Altmann gave the first course on mysticism at an American university. Around the same time, aged 20, Rabbi Green read the essay on the principles of Chasidism by Hillel Zeitlin (who perished in the Warsaw ghetto). “It wasn’t about God gave the Torah and that’s the answer,” he says, “It was, there is some mysterious essence to the world that unifies and illumines it. It was the pursuit of that truth and that language that struck me and later on, I came to realise this was a sort of monist theology — not just that there was one God, but there was only One and it’s about the oneness of Being and a Judaism that uncovers the secret of oneness of Being.”
His 2010 book, Radical Judaism, defines our awareness of the sacred as “an inward, mysterious sense of awesome presence”. It may come upon us in moments of great beauty, witnessing a mountain-top panorama, for example, or a sunset over the sea. The purpose of prayer and ritual is to remember those moments of transcendence when “the mask of ordinariness” falls away.
For some, such experiences may be just be a matter of excited neurons. “It is brain chemistry,” he says, “but not mere brain chemistry. We are boxes of chemicals, but we are more than that. It is a transcendent mystery we confront that our brain chemistry allows us to be open to.”
Over the years,“one of the things that has troubled me is how many Jewish seekers there are, people who were born Jews and who really care about spiritual questions, that are turning elsewhere, especially to Buddhism.”
To reach them, he has sought a “religious language that both inspires and feels intellectually honest to us as postmodern people. I turned to the Jewish mystical tradition because it allowed me to do that.”
In between his UK trips, he has visited Israel to launch the revised, Hebrew version of Radical Judaism. Due out next year are a two-volume essay collection he has jointly edited on neo-Chasidism — which includes a modern view of such topics as halachah, the environment and psychotherapy — as well as his translation of his favourite Chasidic master, the Meor Einayim (“Light of the Eyes”), Rabbi Menachem Twersky of Chernobyl.
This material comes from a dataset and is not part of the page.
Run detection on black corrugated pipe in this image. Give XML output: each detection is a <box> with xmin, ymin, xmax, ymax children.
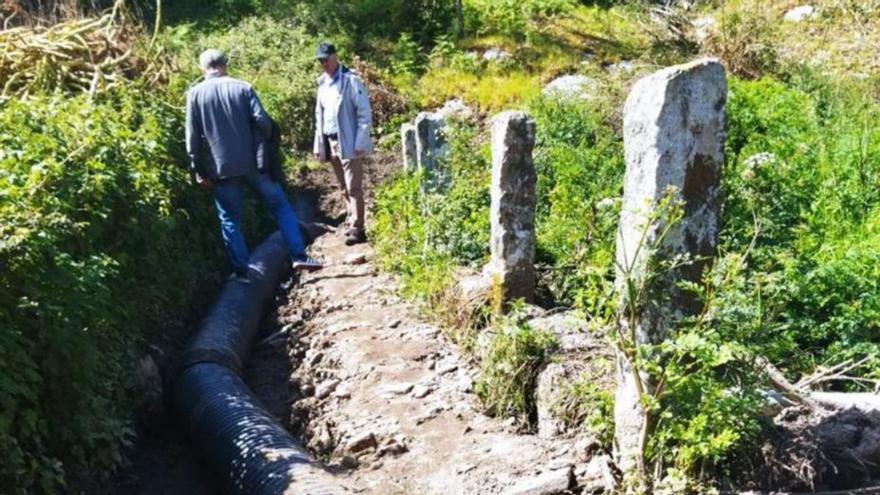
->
<box><xmin>171</xmin><ymin>233</ymin><xmax>347</xmax><ymax>495</ymax></box>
One of the founders of the independent chavurah movement in the 1960s in America, he is only too aware that in Judaism, as other faiths, it is the more conservative forces which appear to be gaining ground. Assimilation continues apace — “if I look at the grandchildren of my first cousins, most will not be Jews.”
But he also sees “great pockets of energy” within Judaism’s liberal movements and more adults “who want to learn that I ever saw before”.
The best of Jewish tradition is what the classical sage Ben Azzai tells Rabbi Akiva: “the greatest most fundamental teaching of Torah is that every human being is the image of God. That’s taken right out of the Talmud, klal gadol, the most important rule of Judaism. To betray that for a kind of narrow exclusivism is a betrayal of what the best of Torah has to offer.”